1. Dead Confederate Solider in Devil’s Den
The image of a dead Confederate Solider in Devil’s Den at the Gettysburg battlefield is iconic and has been reproduced in thousands of books and stories about the American Civil War. Immediately following battles, eyewitnesses stated that they saw photographers moving dead bodies to create more dramatic war-time images.
While this debate wages on, there is a stark difference between the original black and white image and the colorized one. What Amaral has been able to capture, that people who have visited Devil’s Den will notice, is the harsh landscape of the rocks and its isolation. The men who ultimately died in Devil’s Den did so alone, without comfort, and often with the battle raging around them.
2. William Tecumseh Sherman, 1864
William T. Sherman remains a hated figure for many with pro-Confederate ideals. Sherman has come to symbolize the might of the Untied States of America as he scorched and burned large swaths of the South during his March to the Sea campaign that ended when he gave the captured city of Savannah, Georgia to President Lincoln as a Christmas present in 1864. The black and white portrait of Sherman shows him as distant. Examining the colorized version allows the viewer to see deeper into the man that was capable of commanding such harsh military tactics on civilians in Georgia and the Carolinas.
3. Cree Indian
The vibrant colors displayed by Native Americans and First Peoples has sparked the imagination of many children. Color photography was not widely used until the late 20th century. With the ability to provide historically accurate colors to the 1903 image of a Cree Indian, Marina Amaral has placed the vibrant colors used by native people on display.

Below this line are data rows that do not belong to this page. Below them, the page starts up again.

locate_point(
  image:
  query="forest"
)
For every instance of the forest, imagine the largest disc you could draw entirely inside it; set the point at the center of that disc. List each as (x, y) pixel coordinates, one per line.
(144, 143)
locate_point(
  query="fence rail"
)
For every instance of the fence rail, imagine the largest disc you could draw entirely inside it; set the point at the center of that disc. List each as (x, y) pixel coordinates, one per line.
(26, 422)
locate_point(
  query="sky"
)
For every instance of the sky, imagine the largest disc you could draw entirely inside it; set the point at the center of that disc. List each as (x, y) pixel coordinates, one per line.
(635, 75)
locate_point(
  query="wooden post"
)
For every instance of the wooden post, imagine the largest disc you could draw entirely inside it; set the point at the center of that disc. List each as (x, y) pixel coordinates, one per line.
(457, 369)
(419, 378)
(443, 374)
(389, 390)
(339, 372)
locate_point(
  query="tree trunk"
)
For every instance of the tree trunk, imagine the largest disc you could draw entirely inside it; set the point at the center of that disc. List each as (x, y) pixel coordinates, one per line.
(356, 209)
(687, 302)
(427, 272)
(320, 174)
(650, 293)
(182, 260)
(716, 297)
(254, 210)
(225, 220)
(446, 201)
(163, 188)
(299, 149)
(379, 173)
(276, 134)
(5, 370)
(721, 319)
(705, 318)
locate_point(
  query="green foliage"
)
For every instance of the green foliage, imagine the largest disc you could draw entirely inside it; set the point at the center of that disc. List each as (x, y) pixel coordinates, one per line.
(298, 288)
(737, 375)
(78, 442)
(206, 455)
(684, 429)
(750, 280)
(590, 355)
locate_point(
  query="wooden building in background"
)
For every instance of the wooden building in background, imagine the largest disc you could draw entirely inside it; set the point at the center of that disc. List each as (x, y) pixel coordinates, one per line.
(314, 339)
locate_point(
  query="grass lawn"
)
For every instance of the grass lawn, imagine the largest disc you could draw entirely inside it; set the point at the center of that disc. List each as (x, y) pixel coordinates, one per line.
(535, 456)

In many ways, adding color has removed the savage stereotype of First Peoples from this Cree man. By removing the sepia tones of the original image and replacing them with vibrant color viewers may develop a better understanding of the native world that Europeans almost completely destroyed.
4. Holocaust Survivors
Images from the Holocaust and the liberation of the concentration camps provided documentation of the horrific actions humans committed upon each other. The sunken facial features and the black and gray-stripped attire emphasize how the Nazis viewed ethnic people as nothing but criminals. The colorized image provides additional layers of depth to the heinous treatment for those forced into the concentration camps.
5. Hiroshima after Bombing, 1945
When the United States dropped the atomic bomb on Hiroshima, Japan at 8:15 am on August 6, 1945, it killed an estimated 70,000 people, which included 20,000 Japanese forces and 2,000 Korean slaves. In the aftermath of the bomb, injury caused by radiation increased the death toll up to 90,000 to 166,000. Within seconds of the bomb’s impact, over 70% of the buildings in Hiroshima were destroyed.
The original black and white photo provides a sense of the devastation. The colorized version by Marina Amaral provides a human view of the destruction. People are walking around the rubble and appear to be moving items onto handcart wagons. While this is the same scene, the colorized version makes it easier to see what is actually occurring in the image, giving life to a scene of destruction.
6. The Burning Monk
The self-immolation of Quang Duc, a Vietnamese Mayhayan Buddihist monk, occurred in a busy Saigon intersection on June 11, 1963. The photographer, Malcolm Browne, won a Pulitzer Prize for this image in 1964. Browne stated, “No news picture in history has generated so much emotion around the world as that one.” Marina Amaral’s meticulous colorizing of the image provides an added level of horror by offering a better understanding for the desperation of the monk. The orange hues of the gasoline-fed fire are engulfing the monk while the onlookers have not yet realized or noticed what has happened.